La mayoría de la personas piensa que nunca va a necesitar sangre. Y si así fuera, los hospitales dispondrían de la que hiciera falta. Ambas premisas son falsas. Nadie puede adivinar su futuro como para saber lo que va a ocurrirle el día de mañana. Ni los hospitales están surtidos permanentemente de todos los componentes sanguíneos que, en un momento dado, podrían requerir. Todo depende, en un caso, del azar, y en otro, de la colaboración ciudadana.
Y la razón es muy sencilla. Toda la sangre que se utiliza en la práctica médico-quirúrgica de los hospitales proviene de las personas que la donan. Hay sangre porque existen donantes que facilitan ese producto biológico de forma periódica. Gracias a los donantes, es posible atender en los hospitales cualquier demanda de transfusión sanguínea o cualesquiera de sus componentes derivados, como el plasma o las plaquetas.
Es imprescindible la donación periódica de sangre, porque ese tejido no se manufactura artificialmente. Se trata de la única “medicina” que no se puede adquirir en un laboratorio porque ninguno ha sido capaz todavía de fabricarla. No existe sangre artificial ni ninguna sustancia que pueda sustituirla. No es cuestión, por tanto, de dinero o de pagar impuestos, sino de donarla. Eso convierte a los donantes de sangre en personas fundamentales para la asistencia sanitaria de todos, y deberíamos ser prevenidos al respecto.
Deberíamos prevenir esa asistencia colaborando en que los depósitos de los bancos de sangre hospitalarios estén siempre surtidos y listos para atender cualquier contingencia. Si lo prefiere, por una razón egoísta: porque usted mismo puede necesitarla. Nadie está exento de una enfermedad, un accidente o mil circunstancias más que podrían conducirlo a un hospital y requerir ser transfundido. Sería el peor momento para tomar consciencia de la trascendencia de la colaboración ciudadana y, quizás, demasiado tarde para buscar soluciones.
No crea que la sangre sólo sirve para paliar su pérdida en caso de accidentes y grandes hemorragias. La mayor parte de ella se destina a tratamientos convencionales de muchas enfermedades que no son urgentes, pero que sin sangre no se podrían abordar. Casi todas las intervenciones quirúrgicas se realizan previa reserva de sangre; anemias importantes precisan transfusiones de hematíes regularmente; otras patologías requieren el aporte de plasma o plaquetas para estabilizar la situación del paciente o contrarrestar los efectos de procedimientos que, como la diálisis, ocasionan hemólisis en los enfermos renales. Si a ello añadimos los tratamientos en cuidados intensivos, en grandes quemados, los trasplantes y las urgencias, por citar sólo algunas áreas que prescriben muchas transfusiones, se comprenderá mejor la permanente necesidad de sangre de los hospitales. Tanta necesidad que, diariamente, son requeridas centenares de unidades (bolsas) de sangre o sus hemoderivados en la rutina asistencial de cada uno de ellos.

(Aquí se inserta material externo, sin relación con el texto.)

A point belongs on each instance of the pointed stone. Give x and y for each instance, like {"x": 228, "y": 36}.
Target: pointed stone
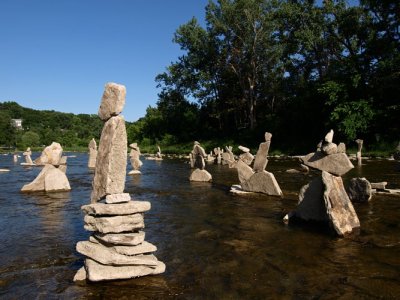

Y la única manera de conseguir toda esa cantidad de sangre es mediante la donación altruista, voluntaria y periódica. El donante se convierte, así, en el factor estratégico que posibilita la atención sanitaria del conjunto de la población. Tanto si está sano y no la necesita, pero podría donarla, como si está enfermo y necesita sangre, cada persona es primordial en la estructura hemoterápica de la medicina. De ahí que, ante las premisas iniciales, la verdad resultante sea que donar es, en cuanto se asume como hábito de conducta, la única manera de garantizar la existencia permanentemente de sangre, en cualquier circunstancia. No es una disquisición teórica, sino un hecho real. Y la realidad es que usted -y todos- está impelido a ello por una comprensión racional del problema: porque usted puede donar sangre para salvar vidas o porque su vida puede depender de los donantes. Independientemente del lado en que le sitúe la fortuna, usted es la razón de ser de la necesidad de sangre en nuestra sociedad. Aunque puestos a escoger, ¿en qué lado de la balanza prefiere encontrarse?.